Tofu com Crosta de Quinoa e Legumes no forno




INGREDIENTES


  • 1 taça de quinoa *
  • 1 pedaço de tofu fumado *
  • 2 colheres de sopa de sementes de sésamo *
  • 1 dente de alho *
  • Coentros frescos *
  • 1 fio de azeite *
  • 2-3 colheres de sopa de soyu *
  • 1 colher de sobremesa de gengibre em pó *
  • 1 pedaço de 3-4 cm de gengibre freco ralado *
  • Oregãos secos *
  • 1 courgette *
  • 1 pedaço de 10 cm de abóbora *
  • 1 colher de sobremesa de caril
  • Sumo de um limão *
  • 2 sementes de cardomomo

*[produtos de origem biológica]


PREPARAÇÃO

  • Corte a courgette em rodelas finas e a abóbora em cubinhos. Tempere com um fio de azeite e oregãos.
  • Corte o tofu em tiras de cerca de 2 cm. Tempere com o sumo de um limão, o gengibre em pó e o sumo do gengibre fresco ralado. Deixe apurar cerca de 15-20 minutos
  • Coloque duas partes de água a ferver (para uma de quinoa). Adicione a quinoa e deixe cozer uns 20 minutos
  • Toste as semente de sésamos. Numa taça, misture a quinoa, o caril, os coentros picados, o dente de alho esmagado, as sementes de cardomomo, o soyu e as sementes de sésamo. Crie uma pasta cremosa
  • Disponha numa assadeira os legumes e o tofu com a crosta de quinoa por cima.

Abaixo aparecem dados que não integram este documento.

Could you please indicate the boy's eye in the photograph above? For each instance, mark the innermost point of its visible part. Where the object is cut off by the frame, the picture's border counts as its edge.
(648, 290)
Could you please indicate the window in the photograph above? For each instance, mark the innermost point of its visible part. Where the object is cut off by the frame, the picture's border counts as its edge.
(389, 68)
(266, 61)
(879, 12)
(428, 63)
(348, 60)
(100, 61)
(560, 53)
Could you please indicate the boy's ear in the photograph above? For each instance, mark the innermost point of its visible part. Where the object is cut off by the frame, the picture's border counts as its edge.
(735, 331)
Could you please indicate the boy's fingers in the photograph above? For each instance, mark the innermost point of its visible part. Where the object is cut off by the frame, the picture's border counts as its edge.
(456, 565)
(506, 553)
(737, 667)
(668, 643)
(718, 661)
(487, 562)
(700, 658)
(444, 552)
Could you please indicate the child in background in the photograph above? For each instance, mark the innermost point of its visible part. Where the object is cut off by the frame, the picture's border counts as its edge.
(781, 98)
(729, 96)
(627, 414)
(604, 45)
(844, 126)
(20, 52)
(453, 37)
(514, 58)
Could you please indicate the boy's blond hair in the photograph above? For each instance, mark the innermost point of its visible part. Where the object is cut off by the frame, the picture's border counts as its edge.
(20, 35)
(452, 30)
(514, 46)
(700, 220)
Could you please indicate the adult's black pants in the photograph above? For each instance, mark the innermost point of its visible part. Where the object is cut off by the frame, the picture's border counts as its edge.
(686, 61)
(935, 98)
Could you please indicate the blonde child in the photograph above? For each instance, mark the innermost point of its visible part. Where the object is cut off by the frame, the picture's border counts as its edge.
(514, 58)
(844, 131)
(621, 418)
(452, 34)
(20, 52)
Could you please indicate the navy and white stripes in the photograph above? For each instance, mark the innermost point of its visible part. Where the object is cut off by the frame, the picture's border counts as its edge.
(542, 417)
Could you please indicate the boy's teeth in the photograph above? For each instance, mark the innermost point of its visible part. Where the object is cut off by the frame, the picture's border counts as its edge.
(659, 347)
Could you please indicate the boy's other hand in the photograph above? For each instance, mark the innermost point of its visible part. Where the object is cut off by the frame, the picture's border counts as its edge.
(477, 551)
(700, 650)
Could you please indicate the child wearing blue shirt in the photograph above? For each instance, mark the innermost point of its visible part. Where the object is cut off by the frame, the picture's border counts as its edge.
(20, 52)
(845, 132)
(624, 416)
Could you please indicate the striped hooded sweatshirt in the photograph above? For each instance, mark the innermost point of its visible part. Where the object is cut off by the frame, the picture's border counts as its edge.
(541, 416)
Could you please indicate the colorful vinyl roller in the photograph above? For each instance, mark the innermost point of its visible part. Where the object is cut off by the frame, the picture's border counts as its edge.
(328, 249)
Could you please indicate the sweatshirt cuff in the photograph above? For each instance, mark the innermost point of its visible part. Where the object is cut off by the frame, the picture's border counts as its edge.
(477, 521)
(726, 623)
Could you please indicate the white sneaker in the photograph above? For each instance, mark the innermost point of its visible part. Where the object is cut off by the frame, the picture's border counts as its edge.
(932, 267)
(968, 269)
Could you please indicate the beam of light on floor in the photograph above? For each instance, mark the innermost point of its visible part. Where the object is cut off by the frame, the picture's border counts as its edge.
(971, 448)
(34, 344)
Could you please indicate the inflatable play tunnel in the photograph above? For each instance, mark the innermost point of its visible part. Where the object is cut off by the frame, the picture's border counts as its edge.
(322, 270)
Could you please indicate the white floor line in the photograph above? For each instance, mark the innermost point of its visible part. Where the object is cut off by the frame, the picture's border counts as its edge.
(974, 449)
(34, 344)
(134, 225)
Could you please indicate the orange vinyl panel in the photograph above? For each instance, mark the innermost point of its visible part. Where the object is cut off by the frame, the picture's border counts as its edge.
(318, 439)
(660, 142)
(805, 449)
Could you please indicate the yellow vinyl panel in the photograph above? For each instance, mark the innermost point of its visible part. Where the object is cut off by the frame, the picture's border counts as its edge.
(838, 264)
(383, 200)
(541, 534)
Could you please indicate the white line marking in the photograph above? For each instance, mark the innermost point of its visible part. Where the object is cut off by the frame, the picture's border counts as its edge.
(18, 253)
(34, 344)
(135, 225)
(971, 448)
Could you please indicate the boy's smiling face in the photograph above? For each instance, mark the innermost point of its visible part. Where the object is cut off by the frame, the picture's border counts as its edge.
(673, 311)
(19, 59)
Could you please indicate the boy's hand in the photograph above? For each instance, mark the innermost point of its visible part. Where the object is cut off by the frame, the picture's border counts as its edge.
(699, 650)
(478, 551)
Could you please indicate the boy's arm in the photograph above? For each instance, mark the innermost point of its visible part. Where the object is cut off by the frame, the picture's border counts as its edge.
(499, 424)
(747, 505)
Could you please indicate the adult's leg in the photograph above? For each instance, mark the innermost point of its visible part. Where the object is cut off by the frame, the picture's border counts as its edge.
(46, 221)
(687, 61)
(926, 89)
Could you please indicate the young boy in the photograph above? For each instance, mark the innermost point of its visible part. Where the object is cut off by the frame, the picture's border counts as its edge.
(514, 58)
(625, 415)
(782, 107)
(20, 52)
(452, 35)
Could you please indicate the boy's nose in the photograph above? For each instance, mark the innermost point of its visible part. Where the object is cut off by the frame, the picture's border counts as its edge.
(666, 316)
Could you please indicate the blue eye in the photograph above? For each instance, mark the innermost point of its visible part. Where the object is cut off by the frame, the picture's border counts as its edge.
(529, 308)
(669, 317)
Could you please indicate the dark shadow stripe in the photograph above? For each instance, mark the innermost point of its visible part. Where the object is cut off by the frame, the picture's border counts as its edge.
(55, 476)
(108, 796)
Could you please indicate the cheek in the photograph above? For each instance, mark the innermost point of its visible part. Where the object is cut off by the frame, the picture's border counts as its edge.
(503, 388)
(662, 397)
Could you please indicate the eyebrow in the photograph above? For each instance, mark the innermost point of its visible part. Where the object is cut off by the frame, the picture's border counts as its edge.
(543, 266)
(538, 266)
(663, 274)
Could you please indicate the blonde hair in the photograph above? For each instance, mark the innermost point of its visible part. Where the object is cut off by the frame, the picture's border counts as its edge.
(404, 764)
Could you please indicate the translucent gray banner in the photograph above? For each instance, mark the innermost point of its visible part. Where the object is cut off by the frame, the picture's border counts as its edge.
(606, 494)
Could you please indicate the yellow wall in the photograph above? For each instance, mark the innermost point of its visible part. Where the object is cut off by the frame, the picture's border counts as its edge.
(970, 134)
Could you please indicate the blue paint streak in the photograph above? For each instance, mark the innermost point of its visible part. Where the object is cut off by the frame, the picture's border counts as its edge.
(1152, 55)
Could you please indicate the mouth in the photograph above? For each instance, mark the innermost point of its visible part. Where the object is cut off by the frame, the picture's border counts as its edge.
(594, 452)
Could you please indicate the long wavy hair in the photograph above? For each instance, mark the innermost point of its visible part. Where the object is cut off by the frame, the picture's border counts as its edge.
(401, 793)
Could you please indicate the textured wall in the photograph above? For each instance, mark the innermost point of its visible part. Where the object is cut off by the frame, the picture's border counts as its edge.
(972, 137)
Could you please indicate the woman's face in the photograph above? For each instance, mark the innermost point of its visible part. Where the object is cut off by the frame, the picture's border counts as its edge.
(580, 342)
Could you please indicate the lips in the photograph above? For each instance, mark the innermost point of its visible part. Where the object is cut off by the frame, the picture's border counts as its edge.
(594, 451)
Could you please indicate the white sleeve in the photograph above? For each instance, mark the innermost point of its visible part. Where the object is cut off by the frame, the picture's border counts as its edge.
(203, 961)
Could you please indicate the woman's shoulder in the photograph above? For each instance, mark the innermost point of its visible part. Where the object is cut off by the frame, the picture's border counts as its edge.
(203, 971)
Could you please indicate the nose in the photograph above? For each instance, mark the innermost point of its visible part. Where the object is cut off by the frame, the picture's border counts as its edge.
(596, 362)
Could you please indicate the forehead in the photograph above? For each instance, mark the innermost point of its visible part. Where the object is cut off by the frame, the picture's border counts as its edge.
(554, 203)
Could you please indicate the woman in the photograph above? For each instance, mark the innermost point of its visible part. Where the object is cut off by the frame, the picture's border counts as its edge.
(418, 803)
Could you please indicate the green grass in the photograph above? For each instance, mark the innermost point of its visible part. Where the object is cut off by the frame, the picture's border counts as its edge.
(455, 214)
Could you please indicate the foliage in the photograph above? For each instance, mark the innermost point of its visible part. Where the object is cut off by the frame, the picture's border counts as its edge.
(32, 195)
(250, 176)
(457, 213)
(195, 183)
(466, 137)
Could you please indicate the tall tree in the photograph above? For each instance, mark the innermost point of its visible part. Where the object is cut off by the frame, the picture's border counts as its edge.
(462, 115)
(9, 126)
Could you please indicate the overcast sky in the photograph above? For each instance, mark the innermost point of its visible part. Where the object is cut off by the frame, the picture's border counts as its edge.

Leve tudo ao forno durante cerca de 20 minutos

domingo, 1 de março de 2015

Hambúrgueres de Couscous de Espelta e Lentilhas em Cama de Couve Lombarda com Beringela no Forno




INGREDIENTES (para 4)


  • 4 folhas de couve lombarda *
  • 1 beringela *
  • 1 taça de lentilhas laranjas *
  • 1 taça de couscous de espelta *
  • 1 cenoura *
  • 1 courgette *
  • 2 dentes de alho *
  • 1 colher de sopa de soyu *
  • 1 colher de sobremesa de gengibre em pó *
  • 1 colher de curcuma *
  • Folhas de coentros *
  • Sumo de meio limão *
  • 1 colher de sobremesa de oregãos *
  • 2 fios de azeite *


* [produtos de origem biológica]



PREPARAÇÃO


  • Corte a beringela em rodelas finas. Disponha sobre uma travessa, Tempere com um fio de azeite e oregãos. Leve ao forno durante aproximadamente 15 minutos, até que fiquem douradas.
  • Disponha 1 taça de couscous de espelta numa saladeira. Leve ao lume 2 taças de água, Deixe ferver. Adicione a água ao couscous e tape durante 5 minutos. Deixe repousar.
  • Junte um fio de azeite a um tacho. Pique finamente duas cabeças de alho e deixe alourar. Rale a cenoura e corte em pequenos cubos a courgette. Adicione estes dois legumes ao tacho. Junte a curcuma, o gengibre em pó e os coentros picados. Esprema por cima o sumo de meio limão.
  • Leve duas taças de água ao lume. Quando ferver, adicione a folha de couve lombarda para escaldar durante 2 minutos. Retire e adicione a essa mesma água as lentilhas, Deixe cozinhar durante 10 minutos.
  • Adicione ao couscous de espelta os legumes e as lentilhas. Junte uma colher de sopa de soyu, Misture tudo muito bem. Forme pequenos hambúrgueres.
  • Num prato, disponha uma folha de couve lombarda e sobre ela um hambúrguer. Sirva com as rodelas de beringela assada.